The only source about Lenin ordering shooting of Romanovs is of course Trotsky who said that Lenin and Sverdlov talked to him and ordered him to do so. But of course, typical for Trotsky, he only pulled out that revelation after becoming renegade when Lenin and Sverdlov were both long dead, so we could safely assume that did not happen in reality.
I greatly recommend book about that.
The narrator of the podcast said there was plenty of contemporary evidence that Lenin and Sverdlov ordered the execution and lied about approving it ex post facto, but the only evidence he directly referenced in the podcast itself was the fact that they had a history of lying because the lie that only the tsar died (that they only kept up for just a little while), and that quote from Trotsky.
Then the fact that he said it was years later when Trotsky said this and he had his own motivations at the time, and then ignored this contradiction, made me wonder if there's other evidence out there that made him so sure about this version of events. There's also the vague idea that the Ural Soviet wouldn't dare execute them without Moscow permission, but I'm not sure why he's so sure of that. It seems to me things weren't nearly so centralized at that time, especially with a civil war going on and all.
I appreciate the additional detail that not only was the quote from when the people who could counter are long dead, but it was after he was going rogue. It makes me more and more sure that the narrator was a lot more positive of one version of events for some random personal reason, like anti-Soviet bias, and not for any solid historical reason. And thanks the book recommendation! I'll be sure to check that out.
I'm likely not as knowledgeable as some comrades about the Civil War period, but I will say that the amount of discretion given to local soviets even during the Stalinist era, which was considered by many to be the most harsh, was and is inconceivable to most contemporary Americans, even modern liberalism has harsher incentive structures due to contract law than the soviets did.

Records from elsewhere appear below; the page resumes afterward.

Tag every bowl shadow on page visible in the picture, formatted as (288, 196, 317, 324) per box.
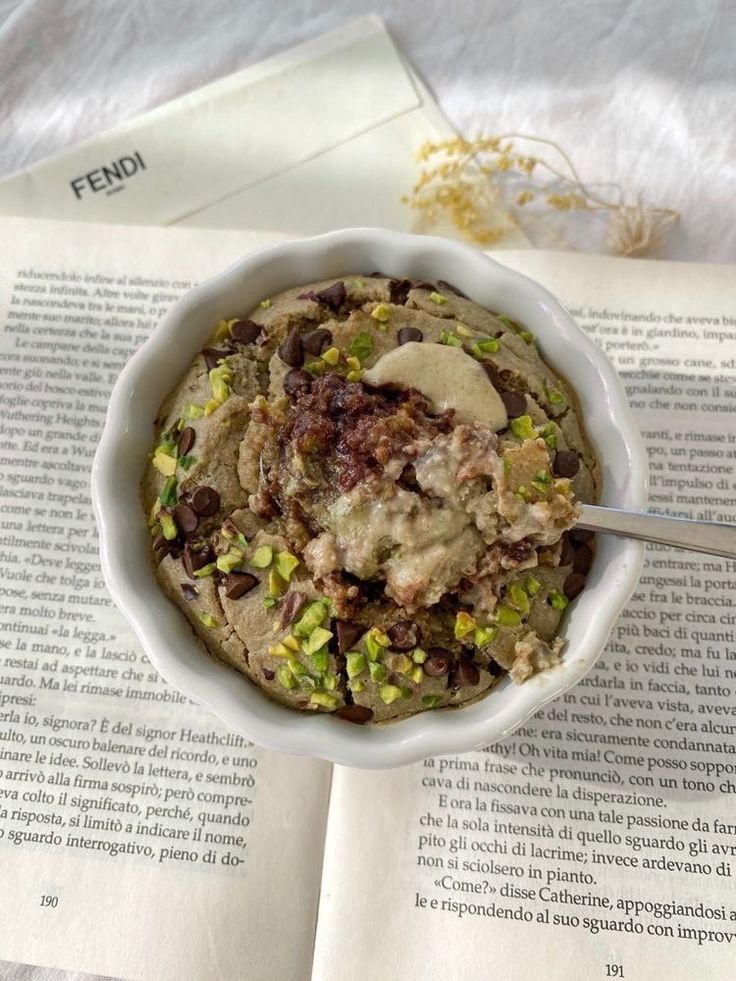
(92, 229, 647, 768)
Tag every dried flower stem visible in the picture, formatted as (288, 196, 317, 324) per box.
(404, 134, 679, 256)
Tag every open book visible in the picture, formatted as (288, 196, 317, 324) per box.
(0, 216, 734, 981)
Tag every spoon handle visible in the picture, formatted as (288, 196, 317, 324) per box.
(577, 504, 736, 560)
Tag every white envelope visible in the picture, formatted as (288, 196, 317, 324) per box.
(0, 16, 527, 246)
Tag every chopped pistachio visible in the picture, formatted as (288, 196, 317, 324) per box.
(429, 291, 448, 305)
(545, 382, 565, 405)
(299, 674, 317, 691)
(305, 359, 326, 376)
(262, 594, 278, 610)
(268, 642, 292, 658)
(455, 323, 474, 337)
(323, 674, 338, 691)
(309, 649, 330, 673)
(525, 575, 542, 596)
(203, 398, 220, 416)
(310, 690, 339, 710)
(184, 403, 205, 419)
(365, 627, 390, 661)
(471, 337, 499, 358)
(498, 315, 514, 328)
(411, 647, 427, 664)
(259, 298, 271, 309)
(303, 627, 333, 656)
(155, 440, 176, 457)
(352, 680, 365, 693)
(454, 611, 476, 639)
(160, 513, 178, 541)
(288, 656, 307, 676)
(216, 548, 244, 574)
(496, 604, 522, 627)
(545, 434, 558, 449)
(209, 365, 232, 404)
(220, 524, 234, 540)
(410, 665, 424, 685)
(509, 415, 538, 441)
(474, 624, 498, 646)
(250, 544, 273, 568)
(148, 496, 162, 527)
(197, 611, 218, 629)
(554, 478, 573, 497)
(212, 318, 234, 342)
(549, 589, 570, 610)
(268, 568, 287, 598)
(379, 684, 402, 705)
(346, 651, 367, 679)
(422, 694, 441, 709)
(178, 454, 195, 471)
(368, 661, 388, 683)
(348, 331, 373, 360)
(193, 562, 216, 579)
(274, 550, 299, 582)
(345, 370, 363, 382)
(520, 330, 535, 345)
(393, 654, 413, 674)
(152, 452, 177, 477)
(276, 665, 296, 689)
(508, 583, 530, 614)
(321, 346, 340, 366)
(161, 477, 178, 509)
(353, 278, 365, 289)
(293, 601, 327, 639)
(439, 330, 462, 347)
(346, 356, 361, 371)
(370, 302, 391, 323)
(283, 634, 300, 652)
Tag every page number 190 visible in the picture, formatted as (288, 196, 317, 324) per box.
(605, 967, 624, 978)
(40, 895, 59, 909)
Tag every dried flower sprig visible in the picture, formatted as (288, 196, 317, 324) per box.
(403, 134, 678, 256)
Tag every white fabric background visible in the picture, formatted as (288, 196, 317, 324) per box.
(0, 0, 733, 263)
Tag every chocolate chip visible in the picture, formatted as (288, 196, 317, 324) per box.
(487, 658, 505, 677)
(191, 486, 220, 517)
(262, 667, 276, 681)
(397, 326, 423, 345)
(297, 290, 318, 301)
(437, 278, 469, 299)
(302, 328, 333, 355)
(368, 271, 386, 278)
(336, 704, 374, 724)
(563, 572, 586, 600)
(573, 544, 593, 576)
(152, 534, 171, 558)
(183, 542, 214, 579)
(178, 426, 196, 456)
(224, 572, 259, 600)
(388, 278, 412, 305)
(201, 347, 230, 371)
(172, 504, 198, 536)
(315, 281, 346, 311)
(387, 619, 421, 651)
(424, 648, 451, 676)
(559, 534, 576, 567)
(280, 590, 307, 627)
(501, 539, 533, 565)
(336, 620, 362, 655)
(451, 658, 480, 688)
(570, 528, 594, 546)
(278, 327, 304, 367)
(181, 583, 198, 601)
(500, 390, 527, 418)
(283, 368, 313, 398)
(230, 319, 261, 344)
(413, 280, 437, 291)
(554, 450, 580, 478)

Hell, part of the problem of the Soviet Union was a distinct lack of extreme federal centralization, which allowed regions to vary greatly in how they governed themselves and enforced or didn't enforce production quotas created by the politburo. Like if you didn't meet your quotas it was difficult to advance your career, unless you were well connected or bribing people, but if you didn't care, it was only really during the Stalinist era that you had to justify why you didn't meet quota (like, if an essential machine broke down you had to have eyewitness verification from other plant workers this actually happened, so if you weren't liked people could 100% screw you over) or be detained, which is what led to alot of blackmarket graft during and prior to Peristrioka.
I would imagine during the Civil War even more political latitude was given to the soviets, but ultimately I am not very familiar with that period of history.